Зульфугар-киши спросил:
– Что ты колешь, дорогой?
– Кардиаминус джартес!
– Хорошее лекарство?
– беспокойно спросила Салатын.
– Наше или ихнее?
Последние пять лет, как занемог отец, и сама она стала мучаться одышкой и ногами, она только и видела спасение, что в "ихних" лекарствах. В наши она не верила, даже пилюли от головной боли не соглашалась принимать, если наши.
Зульфугар-киши, смешно двигая кадыком, посмеивался себе под ус, он принял шутку Махмуда и сказал ему сквозь смех:
– Махмуд, дорогой, вкати-ка ты нашей Салатын один "джартес"... хо... хо... хо...
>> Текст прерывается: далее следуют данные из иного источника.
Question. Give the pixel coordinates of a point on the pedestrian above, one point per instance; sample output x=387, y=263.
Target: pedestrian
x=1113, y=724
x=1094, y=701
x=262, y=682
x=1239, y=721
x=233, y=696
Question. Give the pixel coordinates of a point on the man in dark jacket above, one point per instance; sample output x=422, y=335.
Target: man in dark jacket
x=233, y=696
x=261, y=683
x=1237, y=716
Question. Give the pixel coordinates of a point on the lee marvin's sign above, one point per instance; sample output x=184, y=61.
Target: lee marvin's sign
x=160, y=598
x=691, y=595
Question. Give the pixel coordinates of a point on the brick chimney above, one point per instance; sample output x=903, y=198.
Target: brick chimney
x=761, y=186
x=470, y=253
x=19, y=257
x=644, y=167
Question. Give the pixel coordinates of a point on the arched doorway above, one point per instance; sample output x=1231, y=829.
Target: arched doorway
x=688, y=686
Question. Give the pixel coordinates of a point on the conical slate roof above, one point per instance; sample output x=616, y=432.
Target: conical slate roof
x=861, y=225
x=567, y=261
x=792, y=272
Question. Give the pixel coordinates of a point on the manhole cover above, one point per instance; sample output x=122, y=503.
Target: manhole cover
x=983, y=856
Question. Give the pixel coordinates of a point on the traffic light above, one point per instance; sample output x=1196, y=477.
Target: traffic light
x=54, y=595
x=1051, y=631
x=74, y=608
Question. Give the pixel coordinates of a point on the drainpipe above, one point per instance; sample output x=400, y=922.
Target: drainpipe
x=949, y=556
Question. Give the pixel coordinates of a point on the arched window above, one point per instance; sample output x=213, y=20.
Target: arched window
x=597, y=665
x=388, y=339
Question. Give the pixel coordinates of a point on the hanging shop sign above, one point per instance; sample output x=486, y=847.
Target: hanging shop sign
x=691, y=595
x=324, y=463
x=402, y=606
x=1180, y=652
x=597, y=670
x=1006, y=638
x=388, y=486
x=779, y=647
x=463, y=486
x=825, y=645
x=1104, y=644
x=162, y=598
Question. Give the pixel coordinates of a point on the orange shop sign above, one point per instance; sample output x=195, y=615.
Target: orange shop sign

"Джартес" по-армянски значило "разбиться, расшибиться всмятку", они оба знали это, обменялись заговорщицкими взглядами и рассмеялись.
Салатын в недоумении перевела взгляд с одного на другого, пожала плечами и оглянулась на Мошу.
– Да это название лекарства, не понимаешь?
– гася смех в глазах, сказал Мошу.
– Ты что - доктор, фельдшер, медсестра - зачем спрашиваешь?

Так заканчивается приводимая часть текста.